A Divinely-given faith perceives the naked promise of God, as it is proclaimed in the gracious call and free offer of the Gospel, to be a sure and sufficient foundation for faith to rest upon, without any powerful impressions of it on the mind. If such impressions and comforts are given, they are not looked upon as affording any better warrant or surer title to believe the promise than they had before, nor do the possessors of such faith regard impressions and feelings—no, not even if they are still further brought before them in a vision or dream—as rendering the promise more sure of accomplishment that it was previously as recorded in the Holy Scriptures. A faith which will not rest on God's bare promise, which dare not meddle with it as it stands in the written Word until it has additional warrant from inward impressions—is a fanciful and worthless faith.

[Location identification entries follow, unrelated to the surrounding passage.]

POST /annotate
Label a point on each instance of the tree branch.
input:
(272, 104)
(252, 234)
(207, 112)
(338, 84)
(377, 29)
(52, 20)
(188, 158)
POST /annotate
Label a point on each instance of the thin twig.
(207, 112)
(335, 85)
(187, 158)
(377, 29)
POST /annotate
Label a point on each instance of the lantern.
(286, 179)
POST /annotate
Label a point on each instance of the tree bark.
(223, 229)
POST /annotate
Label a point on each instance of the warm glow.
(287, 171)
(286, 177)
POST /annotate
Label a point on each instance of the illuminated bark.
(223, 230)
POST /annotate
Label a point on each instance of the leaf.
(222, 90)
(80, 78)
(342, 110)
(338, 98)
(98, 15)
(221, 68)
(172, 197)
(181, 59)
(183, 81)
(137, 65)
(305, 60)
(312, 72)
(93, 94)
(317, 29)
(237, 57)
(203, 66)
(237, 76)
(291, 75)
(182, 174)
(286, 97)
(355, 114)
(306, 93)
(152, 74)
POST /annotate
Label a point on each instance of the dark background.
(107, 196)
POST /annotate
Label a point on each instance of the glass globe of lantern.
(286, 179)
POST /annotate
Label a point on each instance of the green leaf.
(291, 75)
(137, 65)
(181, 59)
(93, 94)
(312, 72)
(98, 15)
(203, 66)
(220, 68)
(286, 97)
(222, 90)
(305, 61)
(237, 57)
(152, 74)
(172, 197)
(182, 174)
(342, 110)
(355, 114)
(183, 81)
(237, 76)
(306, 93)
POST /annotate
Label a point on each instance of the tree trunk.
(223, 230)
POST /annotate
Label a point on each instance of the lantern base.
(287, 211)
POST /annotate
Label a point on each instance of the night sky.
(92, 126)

A Divinely-given faith stands not in the wisdom of man—but in the power of God; whereas a faith which has impressions for its foundation, and comfortable feelings for its object—stands in the wisdom of the author of such impressions and feelings, whom we greatly fear is in many instances an evil spirit, who finding other methods unsuccessful, transforms himself as an angel of light that he may delude the unwary. Satan is determined to be worshiped in one way or another, and if he cannot secure our homage through the grosser baits by which he catches others, he will make use of our convictions and emotions. When any impression of which he is the author is rested in, he has gained his object and attained his desire. It matters not to him whether wood or iron, silver or gold—or happy frames is our idol—so long as it is our idol.

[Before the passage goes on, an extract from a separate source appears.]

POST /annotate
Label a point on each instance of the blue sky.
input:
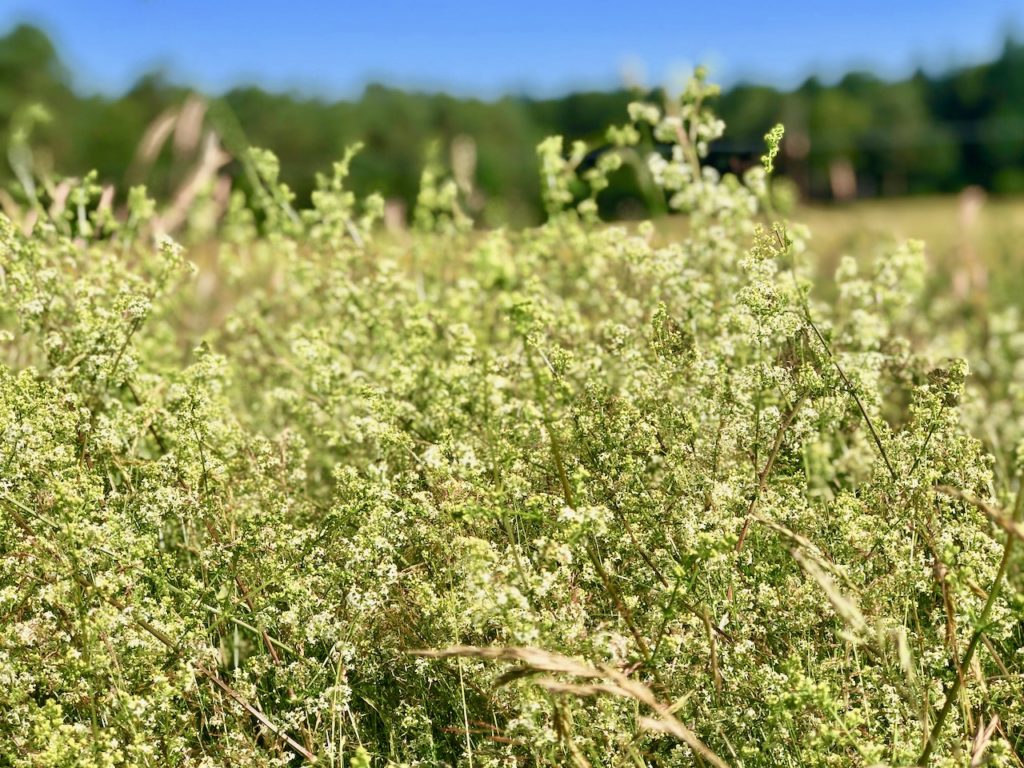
(333, 47)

A Divinely-given faith will honor God and His Word without impressions, comfortable feelings—or even the endorsement of reason—yes, against the dictates of reason. Such was the faith of Abraham, the father of all those who believe. For when God promised him a son in his old age, he "considered not his own body now dead, when he was about a hundred years old, neither yet the deadness of Sarah's womb: he staggered not at the promise of God through unbelief—but was strong in faith, giving glory to God" (Romans 4:19, 20). Such is the faith of God's elect: not merely a fair-weather commodity—but a supernatural grace which surmounts the storm. But a faith which rests on impressions is extinguished as soon as the impression wears off: such a faiths fails its possessor in the cloudy and dark day—for its foundation is but a sandy and shifting one. Then look well, my reader, to your faith: to its origin, to the foundation it rests upon, to its enduring power.
N.B. How striking and blessed is it to observe the course followed by the Lord Jesus when He was tempted of Satan. Just previously an audible voice from Heaven had witnessed to His Divine Sonship—yet when the Devil assaulted Him, saying, "If You are the Son of God," how did He repulse the Enemy's attack? Not by saying, "I know that I am the Son of God because I have recently heard the voice of My Father testifying, 'This is My beloved Son, in whom I am well pleased.'" No, He did not: instead, He had recourse to the written Word alone, saying, "It is written." "It is written again," "It is written!" And this, dear reader, was recorded for our instruction. Here, too, the Savior has left His people an example—that they should follow His steps.